On Friday, the Education Department correctly withdrew two famous examples of regulatory “dark matter” issued during the Obama administration: its April 4, 2011 “Dear Colleague Letter” about “sexual violence” and its April 29, 2014 “Questions and Answers on Title IX and Sexual Violence.” These “guidance” documents heavily intruded into how schools handle complaints of sexual harassment and rape, banning the clear-and-convincing evidence standard, restricting cross-examination rights, and restricting the appeal rights of accused people.
As a former Education Department lawyer, I believe it was correct to withdraw these requirements. The restrictions on cross-examination pressured colleges to violate student rights under state law. Under many state Administrative Procedure Acts, such as Oregon’s and Washington’s, students have a right to cross-examine their accuser. Yet the 2011 “Dear Colleague” letter urged colleges to restrict cross-examination, saying that the Education Department “strongly discourages schools from allowing the parties personally to question or cross-examine each other during the hearing.” That pressure also likely violated federal court rulings about students’ due process rights that are binding in certain parts of the country, such as rulings that students are entitled to cross-examine their accuser when a case boils down to a credibility contest. It is very perverse to ban cross-examination when the Supreme Court has described cross-examination as the “greatest legal engine ever invented for the discovery of truth.”

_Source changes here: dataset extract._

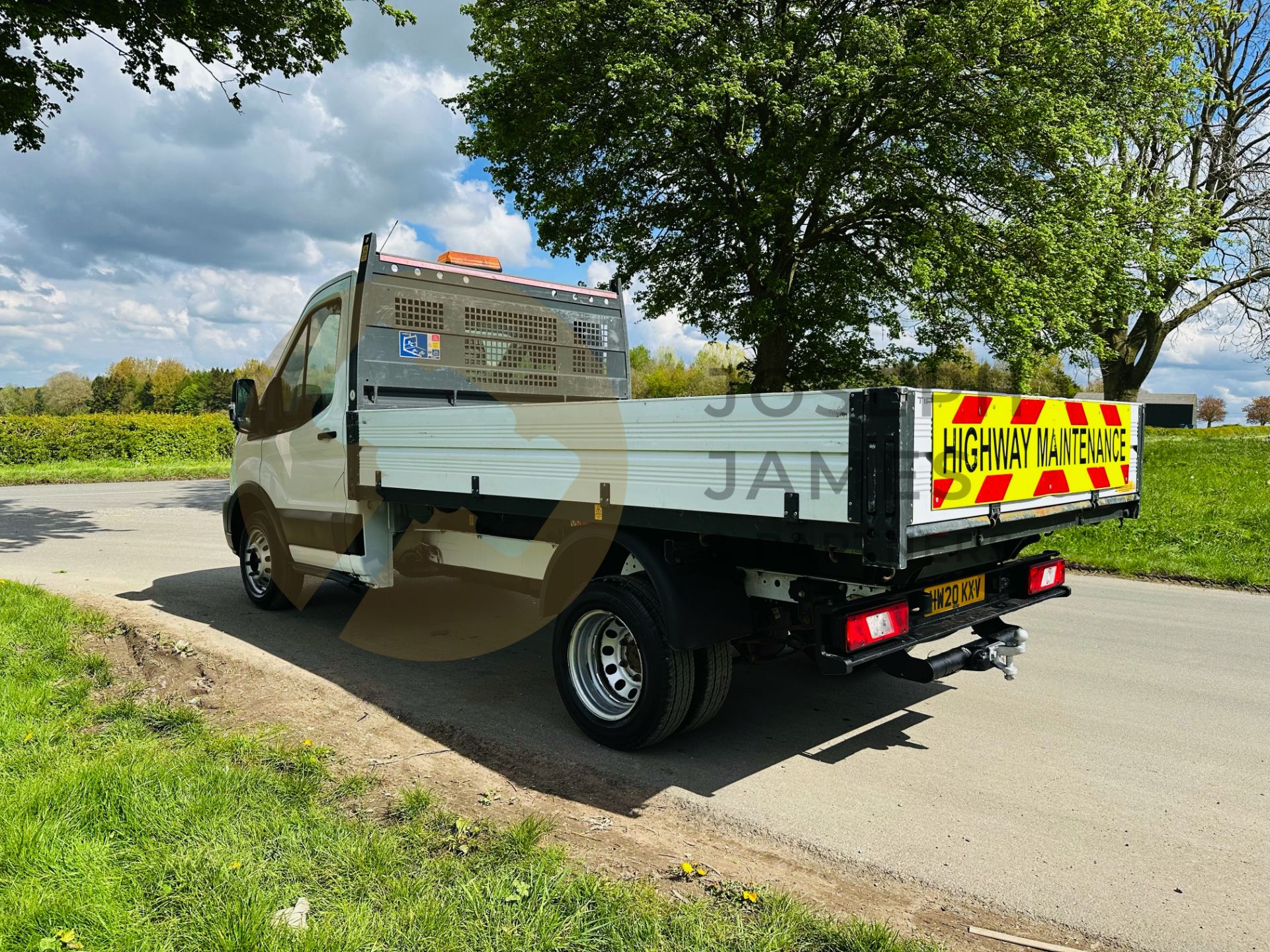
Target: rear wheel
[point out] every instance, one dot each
(265, 565)
(618, 677)
(713, 681)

These documents improperly deviated from past Education Department positions respecting accused students’ appeal rights. The Dear Colleague Letter told colleges not to allow accused students to appeal findings of guilt unless they also allowed complainants to appeal not-guilty findings—a position that some civil liberties groups viewed as akin to double jeopardy.
Under the Clinton administration, the Education Department’s Office for Civil Rights, where I used to work, had conceded that a school need not let accusers challenge not-guilty verdicts, because it is the accused who “stands to be tried twice for the same allegation.” (Skidmore College, OCR Complaint No. 02-95-2136 (Feb. 12, 1996)). Similarly, under the Bush administration, it recognized that “there is no requirement under Title IX that a recipient provide a victim’s right of appeal” (University of Cincinnati, OCR Complaint No. 15-05-2041 (Apr. 13, 2006)), “whereas an accused student’s appeal rights are a standard component of University disciplinary processes in order to assure that the student is afforded due process.” (Suffolk University Law School, OCR Complaint No. 01-05-2074 (Sept. 30, 2008)).
The Obama administration overturned this past practice and imposed a contrary rule on colleges in its 2011 Dear Colleague letter, without even going through the notice-and-comment process for new legal requirements prescribed by the Administrative Procedure Act.
The Obama administration was also wrong to ban the clear-and-convincing evidence standard. Colleges used a higher standard in campus disciplinary proceedings for many years, with no objection from judges. As James Picozzi noted in 1987 in the Yale Law Journal: “Courts, universities, and student defendants all seem to agree that the appropriate standard of proof in student disciplinary cases is one of ‘clear and convincing’ evidence.” (University Disciplinary Process: What’s Fair, What’s Due, and What You Don’t Get, 96 Yale L. J. 2132, 2159 n. 17 (1987)). The American Association of University Professors has described the clear-and-convincing standard “as essential in any fair proceeding.”